03.08.2010 - 03.08.2010
View African Dreams - Football, Voodoo and Music on Kristi D's travel map.
“I can help you get a Nigerian visa!” The words sounded sweet, but it wasn't the first time we had heard someone promise to help us to get the elusive document. But when Prince, a Nigerian living in Cotonou mentioned that he is friends with the ambassador, things started looking a little more promising. Only moments earlier, he had greeted the ambassador's wife, a guest at his Benin Independence Day Celebration Party at the Obama Beach in Cotonou. So he seemed to be telling the truth.
Eduardo and I looked at each other. Maybe this was our chance. Maybe it would work out this time. Lagos was among the top reasons why we had decided to come to West Africa, and once again it seemed our dreams would come true. Maybe.
Our hopes faltered pretty quickly, as the “ambassador” turned out to be someone called Daniel that perhaps worked at the Nigerian Embassy, but wanted $800 to help us get the visas. We offered $300, but Daniel declined. Alas, we were back to square one.
But, wait a second! During our “negotiations” with Daniel, we had gotten in touch with a lady in Lagos who had read my blog, and she offered to provide us with an invitation. With Eduardo's Peruvian passport (there's no Nigerian Embassy in Peru), and the invitation, we decided to try on our own.
If the Togolese visa officials are corrupt, wait until you meet the Nigerians. The huge man in a bright pink shirt was intimidating. His face convulsed in mixed expressions of anger, surprise and ridicule. He stood up and leaned forward towards us, threatening us with his entire being.
“Why didn't you get your visa in Peru?”
“There is no embassy there.”
“Who says there is no Nigerian embassy in Peru?”
“The Nigerian Government's Immigration web page”
“That's not true.”
“Yes it is.”
“Mr. Duarte, don't you know you can call the Peruvian Ministry of Foreign Affairs to find out if there's a Nigerian embassy in Peru?”
“So how do you know there is no embassy in Peru?”
“So why didn't you go to the nearest embassy in another country?”

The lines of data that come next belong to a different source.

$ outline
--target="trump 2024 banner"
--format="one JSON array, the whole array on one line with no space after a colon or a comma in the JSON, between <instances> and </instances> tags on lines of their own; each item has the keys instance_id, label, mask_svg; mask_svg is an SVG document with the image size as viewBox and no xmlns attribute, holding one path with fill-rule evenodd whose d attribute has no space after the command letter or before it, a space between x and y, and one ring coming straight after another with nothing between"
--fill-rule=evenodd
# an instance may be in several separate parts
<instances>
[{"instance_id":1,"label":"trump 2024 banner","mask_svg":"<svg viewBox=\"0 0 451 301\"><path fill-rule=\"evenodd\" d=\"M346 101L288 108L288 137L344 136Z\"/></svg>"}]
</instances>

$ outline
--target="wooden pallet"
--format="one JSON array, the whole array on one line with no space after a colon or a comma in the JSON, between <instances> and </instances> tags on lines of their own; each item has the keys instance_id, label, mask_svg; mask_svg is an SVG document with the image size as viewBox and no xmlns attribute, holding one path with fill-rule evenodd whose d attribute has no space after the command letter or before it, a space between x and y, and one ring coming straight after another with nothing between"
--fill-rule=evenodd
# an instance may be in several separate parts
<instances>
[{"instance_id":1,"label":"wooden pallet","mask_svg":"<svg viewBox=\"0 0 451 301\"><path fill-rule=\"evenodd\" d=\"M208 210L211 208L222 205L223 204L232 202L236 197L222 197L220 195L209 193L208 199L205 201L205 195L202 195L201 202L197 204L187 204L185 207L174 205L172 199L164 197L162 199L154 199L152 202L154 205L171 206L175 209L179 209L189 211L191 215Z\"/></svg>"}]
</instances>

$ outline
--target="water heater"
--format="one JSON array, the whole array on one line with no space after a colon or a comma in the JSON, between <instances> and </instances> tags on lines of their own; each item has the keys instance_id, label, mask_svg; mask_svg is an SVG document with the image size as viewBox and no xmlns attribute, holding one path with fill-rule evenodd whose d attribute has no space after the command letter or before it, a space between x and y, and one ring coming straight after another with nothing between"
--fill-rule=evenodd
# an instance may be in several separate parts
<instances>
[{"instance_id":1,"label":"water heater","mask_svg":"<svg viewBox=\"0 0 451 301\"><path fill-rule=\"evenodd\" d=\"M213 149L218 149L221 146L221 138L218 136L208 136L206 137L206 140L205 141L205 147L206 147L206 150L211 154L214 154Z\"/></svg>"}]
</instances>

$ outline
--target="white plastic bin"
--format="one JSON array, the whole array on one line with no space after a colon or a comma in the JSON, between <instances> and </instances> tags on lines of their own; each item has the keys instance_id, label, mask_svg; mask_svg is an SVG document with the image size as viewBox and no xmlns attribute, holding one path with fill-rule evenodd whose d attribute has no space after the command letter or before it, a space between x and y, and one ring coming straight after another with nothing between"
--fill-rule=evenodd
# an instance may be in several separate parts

“It's in Brazil [we made this up, we didn't know]. That's on the other side of the continent. Like how far Ethiopia is from Benin. It's an eight hour flight.”
“Well, you should have gone there. I can't give you a visa. You don't fulfill the qualifications.”
After some begging, pleading, unscrupulous flattering, fake smiling, etc., our man said he can help us get a visa the unofficial way, but it's going to cost us. He just had to talk to some friends at the border to make sure it was OK. He was lying, of course, trying to make us sweat.
After a twenty minute break, Eduardo was called in by himself to negotiate the fee [“it's easier with men”], and we ended up paying only slightly more than we had offered to pay Daniel.
We finally did get our visas at the low cost of $320 (plus another $20 paid at the border, where we were interrogated in almost an identical fashion). Because the Nigerian visa process doesn't end when you get the visa at their corrupted embassy, you have to cross the border, too. And they have all the power to deny you entry, if they feel like it.
So, yes, you can get a Nigerian Visa if you really, really want it!